Today I’m excited to claim I’ll be adding a slightly more formal approach to these conversations. I’m kicking off what I call “The 1% Club“. Over the next 12 months I’m committing to spend at least 1 hour with every member of my organization in small groups that represent between 1% & 2% of my staff. This will be 50 separate 1 hour meetings with 4-8 people at a time. This size allows a more intimate conversation than team meetings generally provide. Additionally, I’ll be hand crafting each 1% attendee list such that the makeup of each consist of people who don’t normally get to work closely together.

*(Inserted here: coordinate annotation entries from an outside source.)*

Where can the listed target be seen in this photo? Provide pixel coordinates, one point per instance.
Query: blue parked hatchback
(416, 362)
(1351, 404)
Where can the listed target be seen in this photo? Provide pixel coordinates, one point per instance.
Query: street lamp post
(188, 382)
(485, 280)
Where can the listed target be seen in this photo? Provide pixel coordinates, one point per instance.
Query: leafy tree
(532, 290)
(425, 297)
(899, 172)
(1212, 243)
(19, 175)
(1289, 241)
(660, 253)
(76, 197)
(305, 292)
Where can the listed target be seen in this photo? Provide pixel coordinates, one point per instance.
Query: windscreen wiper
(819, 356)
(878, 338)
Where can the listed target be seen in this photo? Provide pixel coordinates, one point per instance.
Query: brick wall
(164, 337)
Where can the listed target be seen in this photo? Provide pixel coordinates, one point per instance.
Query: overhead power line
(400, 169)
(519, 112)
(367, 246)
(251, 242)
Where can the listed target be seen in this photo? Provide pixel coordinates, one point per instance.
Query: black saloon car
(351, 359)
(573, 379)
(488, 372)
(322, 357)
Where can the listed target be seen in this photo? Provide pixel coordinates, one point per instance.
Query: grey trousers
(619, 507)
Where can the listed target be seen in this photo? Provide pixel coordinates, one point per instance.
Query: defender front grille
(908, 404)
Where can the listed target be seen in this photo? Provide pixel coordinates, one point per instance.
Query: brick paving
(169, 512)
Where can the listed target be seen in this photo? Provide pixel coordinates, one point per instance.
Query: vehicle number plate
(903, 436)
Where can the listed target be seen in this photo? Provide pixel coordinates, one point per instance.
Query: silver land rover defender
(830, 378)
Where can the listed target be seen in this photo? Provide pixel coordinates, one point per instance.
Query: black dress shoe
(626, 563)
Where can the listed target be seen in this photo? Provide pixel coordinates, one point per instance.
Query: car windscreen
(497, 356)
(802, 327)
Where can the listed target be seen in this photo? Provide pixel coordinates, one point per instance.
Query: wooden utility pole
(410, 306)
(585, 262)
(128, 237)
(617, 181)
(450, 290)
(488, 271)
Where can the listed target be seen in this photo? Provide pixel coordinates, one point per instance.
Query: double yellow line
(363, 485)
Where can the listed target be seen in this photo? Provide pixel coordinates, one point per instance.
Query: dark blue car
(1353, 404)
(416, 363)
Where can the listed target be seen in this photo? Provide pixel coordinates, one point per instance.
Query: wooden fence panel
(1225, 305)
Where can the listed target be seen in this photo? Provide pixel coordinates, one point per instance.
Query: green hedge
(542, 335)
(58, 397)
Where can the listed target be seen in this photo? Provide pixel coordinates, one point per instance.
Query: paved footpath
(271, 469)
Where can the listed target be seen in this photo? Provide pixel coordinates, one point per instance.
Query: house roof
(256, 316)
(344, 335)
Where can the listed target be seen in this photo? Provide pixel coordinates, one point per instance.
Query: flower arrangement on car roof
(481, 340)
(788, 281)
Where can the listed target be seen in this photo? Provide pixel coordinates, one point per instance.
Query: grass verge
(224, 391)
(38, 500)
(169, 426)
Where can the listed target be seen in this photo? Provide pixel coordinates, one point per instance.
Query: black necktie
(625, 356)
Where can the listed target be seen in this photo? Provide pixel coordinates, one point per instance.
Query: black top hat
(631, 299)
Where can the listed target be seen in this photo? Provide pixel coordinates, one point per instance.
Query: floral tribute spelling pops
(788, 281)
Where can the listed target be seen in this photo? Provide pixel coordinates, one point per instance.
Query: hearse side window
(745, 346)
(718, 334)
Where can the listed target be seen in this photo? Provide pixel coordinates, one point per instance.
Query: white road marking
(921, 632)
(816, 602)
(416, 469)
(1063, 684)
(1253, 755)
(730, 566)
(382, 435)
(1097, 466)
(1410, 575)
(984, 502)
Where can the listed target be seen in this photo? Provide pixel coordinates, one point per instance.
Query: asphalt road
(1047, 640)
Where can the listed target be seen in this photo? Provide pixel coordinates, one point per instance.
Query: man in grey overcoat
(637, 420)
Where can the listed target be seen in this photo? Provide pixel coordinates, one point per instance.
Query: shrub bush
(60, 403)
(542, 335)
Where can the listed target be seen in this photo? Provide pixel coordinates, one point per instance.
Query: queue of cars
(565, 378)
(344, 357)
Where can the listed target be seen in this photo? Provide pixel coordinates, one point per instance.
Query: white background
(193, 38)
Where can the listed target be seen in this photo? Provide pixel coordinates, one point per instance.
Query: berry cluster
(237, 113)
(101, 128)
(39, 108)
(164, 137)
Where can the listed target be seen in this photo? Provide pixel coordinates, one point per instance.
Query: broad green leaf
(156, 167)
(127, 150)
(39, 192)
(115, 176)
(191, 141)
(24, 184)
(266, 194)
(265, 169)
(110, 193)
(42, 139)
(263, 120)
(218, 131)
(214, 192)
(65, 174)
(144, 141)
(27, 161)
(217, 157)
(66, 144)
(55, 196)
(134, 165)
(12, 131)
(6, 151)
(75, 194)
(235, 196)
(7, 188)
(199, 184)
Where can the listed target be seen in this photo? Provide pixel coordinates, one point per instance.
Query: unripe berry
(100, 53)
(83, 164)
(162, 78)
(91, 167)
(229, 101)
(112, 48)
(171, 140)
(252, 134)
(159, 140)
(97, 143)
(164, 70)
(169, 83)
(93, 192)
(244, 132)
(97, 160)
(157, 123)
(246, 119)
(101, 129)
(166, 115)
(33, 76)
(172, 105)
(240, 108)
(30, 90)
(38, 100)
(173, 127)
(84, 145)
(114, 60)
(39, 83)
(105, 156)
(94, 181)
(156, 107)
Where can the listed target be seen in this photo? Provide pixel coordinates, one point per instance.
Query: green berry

I intend this to be a loosely structured conversation, but I will moderate the discussions, and prefer to mostly listen rather than talk. I’ll also be mindful of the extrovert tendency to dominate the session and reserve the right to halt the conversation of a topic so we get to hear from everyone. I am going to identify a few key messages in each meeting and collect and collate them to share with the larger org. Topics discussed can help inform our future efforts, identify and uncover obstacles to overcome, and ensure we’re doing a better job connecting the business roadmap to the work we’re all busy doing. We won’t talk about individual career development, at least in specific terms, nor confidential things that would be best handled in our normal manager to employee 1 on 1′s. Otherwise, the agenda is a “stream of conscious”, fluid, in-the-moment opportunity for participants.
- Hear from employees directly on their view of the business, our central Technology Operations organization, and what is and isn’t working for them.
- Determine how connected to the larger company people believe their tasks and work are.
- Learning from peer teammates and better understanding of what others are working on. Make introductions and better “one team” efforts.
- Learn what motivates and energies my staff, what are they passionate about, what are the “hot buttons”.
I’ll follow up this post as I progress and share my thoughts on the impact this effort makes, but now I’m off to schedule a number of upcoming meetings.